Das en leer lo último de Pilar Urbano y se abren las carnes atisbando por entre los cortinajes las manos en que andamos con frecuencia las pobres gentes esforzadas de cada día. No parece posible que semejantes personajes escriban la historia, y sin embargo …
No sé por qué, regreso esta mañana a alguno de los claustros recorridos en lo que ahora son paradores de turismo o pousadas equivalentes de Portugal, donde todo el aire es brisa marina. Contrasta la sosegada paz con estos protagonistas de novela barata y chisme que corre de boca en boca, cuentiquinos de aldea, códigos secretos de patio de colegio y que no se entere el señor maestro de que lleva la chaqueta de pana manchada de tiza.
Soledades y silencios, si acaso unos cipreses en la esquina, el pozo seco o la fuente que no calla, diurética, en medio de la noche apenas discretamente apartada, como un crespón, por lamparillas disimuladas.
Son increíbles las dimensiones de esta castaña del mundo, flotando en medio del Universo con todos nosotros a bordo y en las cabezas, desde la más mínima banalidad hasta los cálculos asombrosos que nos permiten medir lo inconmensurable y establecer hipótesis hasta de cómo empezó o acabará no sabemos qué, que sin duda nos abarca y concierne.
De pronto, en esta mañana clara de primeras heladas del invierno inminente, salto de libro en libro, buscando el sosiego de alguien con quien compartir la inquietud con que me despertaron esta mañana las trivialidades de la gente que dicen importante de cada época.
Heñir, era lo que se hacía y tal vez hace para dar el último apresto a la masa antes de hornear el pan. Darle una paliza, para sosegarla, a la pasta. A la gente ¿cómo se conjuga?, se nos hiñe como si fuésemos homogéneos, estuviéramos a punto para hornear y salir formados, bien cocidos, bollos de cuernos y panchetas, bollas y chapatas, blandura de la miga y la corteza crujiente. Debe ser cosa del frío, esto de que se me salten las lágrimas, nada más abandonar el zaguán y entrarme en la calle, donde la vida bulle, acoge, se siente y cada uno que pasa, con que te cruzas, es carne, hueso y alma volandera, y se ve en cada sonrisa que la gente, a pesar de todo, es capaz de sueños.

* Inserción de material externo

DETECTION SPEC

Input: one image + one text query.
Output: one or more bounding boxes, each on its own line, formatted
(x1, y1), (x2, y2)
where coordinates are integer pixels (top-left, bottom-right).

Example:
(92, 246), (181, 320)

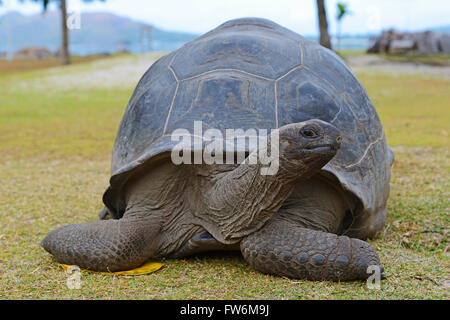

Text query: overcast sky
(0, 0), (450, 35)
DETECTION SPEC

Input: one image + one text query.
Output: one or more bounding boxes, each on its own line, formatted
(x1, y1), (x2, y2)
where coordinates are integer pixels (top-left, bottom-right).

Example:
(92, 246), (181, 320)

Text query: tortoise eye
(301, 129), (317, 138)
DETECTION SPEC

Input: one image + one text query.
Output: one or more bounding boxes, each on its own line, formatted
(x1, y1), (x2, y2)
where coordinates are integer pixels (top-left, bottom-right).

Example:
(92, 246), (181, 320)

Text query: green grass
(0, 53), (450, 299)
(380, 53), (450, 66)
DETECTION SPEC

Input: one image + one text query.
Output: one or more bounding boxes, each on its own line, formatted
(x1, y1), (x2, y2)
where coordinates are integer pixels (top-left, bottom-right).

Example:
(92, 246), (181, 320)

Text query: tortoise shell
(103, 18), (393, 235)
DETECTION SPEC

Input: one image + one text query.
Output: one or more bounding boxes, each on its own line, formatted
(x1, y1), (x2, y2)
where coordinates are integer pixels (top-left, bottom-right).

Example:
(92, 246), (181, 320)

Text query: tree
(317, 0), (331, 49)
(17, 0), (105, 64)
(336, 2), (350, 49)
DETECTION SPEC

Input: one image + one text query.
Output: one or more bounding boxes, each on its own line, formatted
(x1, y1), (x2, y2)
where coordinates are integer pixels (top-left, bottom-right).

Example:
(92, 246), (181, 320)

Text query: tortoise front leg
(241, 219), (384, 281)
(41, 217), (158, 272)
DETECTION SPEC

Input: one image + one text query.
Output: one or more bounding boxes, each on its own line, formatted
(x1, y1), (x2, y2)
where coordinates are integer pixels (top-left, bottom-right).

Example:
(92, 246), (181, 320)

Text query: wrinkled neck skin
(119, 144), (334, 256)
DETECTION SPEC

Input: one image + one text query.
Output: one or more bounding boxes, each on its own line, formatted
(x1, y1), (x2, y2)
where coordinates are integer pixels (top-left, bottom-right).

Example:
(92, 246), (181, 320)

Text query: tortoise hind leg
(41, 218), (158, 272)
(241, 217), (384, 281)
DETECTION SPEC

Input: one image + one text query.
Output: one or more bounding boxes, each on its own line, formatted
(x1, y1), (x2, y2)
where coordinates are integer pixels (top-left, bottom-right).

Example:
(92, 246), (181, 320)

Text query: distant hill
(0, 11), (198, 55)
(427, 25), (450, 33)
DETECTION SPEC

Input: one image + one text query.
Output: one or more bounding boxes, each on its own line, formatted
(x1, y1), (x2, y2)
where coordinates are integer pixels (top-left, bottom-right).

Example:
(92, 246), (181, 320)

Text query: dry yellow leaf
(59, 262), (163, 276)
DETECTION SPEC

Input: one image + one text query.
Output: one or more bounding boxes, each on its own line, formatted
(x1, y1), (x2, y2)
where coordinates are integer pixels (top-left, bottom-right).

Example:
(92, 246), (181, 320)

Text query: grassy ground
(0, 56), (450, 299)
(0, 55), (121, 73)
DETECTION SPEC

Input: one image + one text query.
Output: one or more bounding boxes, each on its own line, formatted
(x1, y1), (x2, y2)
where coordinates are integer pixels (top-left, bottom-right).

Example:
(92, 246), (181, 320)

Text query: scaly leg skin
(241, 219), (384, 281)
(41, 218), (157, 272)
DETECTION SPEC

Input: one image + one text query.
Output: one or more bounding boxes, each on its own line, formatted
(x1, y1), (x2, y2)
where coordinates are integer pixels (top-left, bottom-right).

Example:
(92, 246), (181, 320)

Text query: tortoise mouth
(305, 143), (339, 152)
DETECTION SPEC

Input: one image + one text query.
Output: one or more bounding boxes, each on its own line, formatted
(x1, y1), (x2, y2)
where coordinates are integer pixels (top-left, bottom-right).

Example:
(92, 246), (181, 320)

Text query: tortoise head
(280, 119), (342, 169)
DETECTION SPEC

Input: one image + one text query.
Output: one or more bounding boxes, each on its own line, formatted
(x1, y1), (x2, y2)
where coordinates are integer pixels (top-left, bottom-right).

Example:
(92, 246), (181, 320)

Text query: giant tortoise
(41, 18), (393, 281)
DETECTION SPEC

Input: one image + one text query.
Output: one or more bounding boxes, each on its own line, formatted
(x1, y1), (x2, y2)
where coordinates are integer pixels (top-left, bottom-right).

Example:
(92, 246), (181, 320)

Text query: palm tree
(316, 0), (331, 49)
(336, 2), (350, 50)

“Espántase si agita en la maleza
las leves hojas, juguetón, el viento;
y si el verde lagarto
entre zarzas oculta las remueve,
el corazón del cervatillo tiembla
y tiemblan sus rodillas …”
La oda de Horacio me devuelve a la Tierra, este lugar de cuya piel no quiso vender ni siquiera un retazo aquel jefe indio al señor presidente de los EEUU porque ¿cómo puede venderse los que el Gran Manitú ofrece a todos los hombres?